The relic galaxies are evidence for a transitional phase in the early Universe that shut down star-making factories in tiny galaxies. This phase seems to coincide with the time when the first stars burned off a fog of cold hydrogen, a process called reionisation. In this period, which began in the first billion years after the Big Bang, radiation from the first stars knocked electrons off primeval hydrogen atoms, ionising the Universe's cool hydrogen gas.

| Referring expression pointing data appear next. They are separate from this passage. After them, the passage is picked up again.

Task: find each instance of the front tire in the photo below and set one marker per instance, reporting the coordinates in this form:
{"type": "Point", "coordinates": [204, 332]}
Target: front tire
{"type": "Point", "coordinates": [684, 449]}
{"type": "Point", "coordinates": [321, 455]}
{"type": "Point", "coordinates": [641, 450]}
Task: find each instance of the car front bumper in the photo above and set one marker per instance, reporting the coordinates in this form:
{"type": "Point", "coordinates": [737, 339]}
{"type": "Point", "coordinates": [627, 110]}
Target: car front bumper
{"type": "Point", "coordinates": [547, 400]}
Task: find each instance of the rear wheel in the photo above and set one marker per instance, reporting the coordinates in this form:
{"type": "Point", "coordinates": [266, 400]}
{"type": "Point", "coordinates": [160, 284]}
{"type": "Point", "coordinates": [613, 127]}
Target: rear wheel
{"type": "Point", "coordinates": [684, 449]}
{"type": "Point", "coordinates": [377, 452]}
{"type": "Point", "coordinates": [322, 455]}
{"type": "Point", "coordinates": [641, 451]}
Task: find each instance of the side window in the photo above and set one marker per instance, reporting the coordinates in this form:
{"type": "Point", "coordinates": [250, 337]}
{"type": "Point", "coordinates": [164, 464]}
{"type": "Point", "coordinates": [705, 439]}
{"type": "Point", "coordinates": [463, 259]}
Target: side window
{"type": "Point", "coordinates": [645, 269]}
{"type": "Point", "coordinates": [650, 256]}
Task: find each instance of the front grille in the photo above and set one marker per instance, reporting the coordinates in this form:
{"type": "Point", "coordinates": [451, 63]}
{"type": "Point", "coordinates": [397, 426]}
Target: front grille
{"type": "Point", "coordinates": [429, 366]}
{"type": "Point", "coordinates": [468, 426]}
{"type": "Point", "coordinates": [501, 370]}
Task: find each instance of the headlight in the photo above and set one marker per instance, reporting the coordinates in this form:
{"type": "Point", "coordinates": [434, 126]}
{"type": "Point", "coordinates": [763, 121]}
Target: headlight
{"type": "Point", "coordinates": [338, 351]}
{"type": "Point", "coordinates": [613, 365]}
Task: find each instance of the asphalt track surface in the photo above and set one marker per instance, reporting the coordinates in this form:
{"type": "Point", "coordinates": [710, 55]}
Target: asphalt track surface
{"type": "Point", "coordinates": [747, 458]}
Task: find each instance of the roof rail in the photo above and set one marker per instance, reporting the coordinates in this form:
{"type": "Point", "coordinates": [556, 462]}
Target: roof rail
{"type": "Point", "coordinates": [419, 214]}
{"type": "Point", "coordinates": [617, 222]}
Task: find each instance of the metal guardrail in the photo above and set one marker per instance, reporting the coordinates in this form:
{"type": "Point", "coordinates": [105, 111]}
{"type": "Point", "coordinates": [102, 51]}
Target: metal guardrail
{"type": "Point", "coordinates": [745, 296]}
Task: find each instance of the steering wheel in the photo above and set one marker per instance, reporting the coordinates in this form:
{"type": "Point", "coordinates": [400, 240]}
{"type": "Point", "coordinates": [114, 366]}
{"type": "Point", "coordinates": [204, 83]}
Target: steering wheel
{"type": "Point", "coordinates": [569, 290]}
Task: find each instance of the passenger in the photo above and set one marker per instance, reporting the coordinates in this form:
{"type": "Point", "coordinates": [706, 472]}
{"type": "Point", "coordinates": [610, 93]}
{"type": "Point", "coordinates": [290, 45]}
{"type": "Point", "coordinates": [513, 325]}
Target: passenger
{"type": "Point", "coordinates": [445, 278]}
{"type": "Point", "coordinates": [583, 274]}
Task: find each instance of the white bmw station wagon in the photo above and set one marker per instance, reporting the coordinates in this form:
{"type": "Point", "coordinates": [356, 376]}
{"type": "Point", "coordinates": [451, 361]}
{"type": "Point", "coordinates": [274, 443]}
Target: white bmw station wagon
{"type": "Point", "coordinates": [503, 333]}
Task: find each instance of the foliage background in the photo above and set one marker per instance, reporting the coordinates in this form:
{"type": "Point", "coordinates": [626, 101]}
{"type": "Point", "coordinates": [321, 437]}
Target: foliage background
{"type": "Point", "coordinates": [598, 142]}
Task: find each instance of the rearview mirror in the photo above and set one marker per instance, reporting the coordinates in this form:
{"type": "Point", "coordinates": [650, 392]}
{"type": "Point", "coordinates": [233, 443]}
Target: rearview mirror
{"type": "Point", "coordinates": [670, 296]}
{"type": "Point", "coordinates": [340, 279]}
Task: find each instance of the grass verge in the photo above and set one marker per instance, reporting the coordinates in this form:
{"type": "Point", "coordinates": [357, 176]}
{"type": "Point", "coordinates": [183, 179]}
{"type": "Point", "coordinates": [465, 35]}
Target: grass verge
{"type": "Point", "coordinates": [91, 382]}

The same radiation that sparked universal reionisation also appears to have squelched star-making activities in dwarf galaxies, such as those in Brown's study. The small irregular galaxies were born about 100 million years before reionisation began and had just started to churn out stars at that time. Roughly 2000 light-years wide, these galaxies are the lightweight cousins of the more luminous and higher-mass star-making dwarf galaxies near our Milky Way. Unlike their higher-mass relatives, the puny galaxies were not massive enough to shield themselves from the harsh ultraviolet light. What little gas they had was stripped away as the flood of ultraviolet light rushed through them. Their gas supply depleted, the galaxies could not make new stars.
The discovery could help explain the so-called "missing satellite problem," where only a few dozen dwarf galaxies have been observed around the Milky Way while the computer simulations predict that thousands should exist. One possible explanation for the low number discovered to date is that there has been very little, or even no star formation in the smallest of these dwarf galaxies, leaving them virtually invisible.
The Sloan survey recently uncovered more than a dozen of these galaxies in our cosmic neighbourhood. These have very few stars -- only a few hundred or thousand -- but a great deal of dark matter, the underlying scaffolding upon which galaxies are built. Normal dwarf galaxies near the Milky Way contain 10 times more dark matter than the ordinary matter that makes up gas and stars, while in these so-called ultra-faint dwarf galaxies, dark matter outweighs ordinary matter by at least a factor of 100. Astronomers think the rest of the sky should contain dozens more of these ultra-faint dwarf galaxies with few stars, and the evidence for squelched star formation in the smallest of these dwarfs suggests that there may be still thousands more with essentially no stars at all.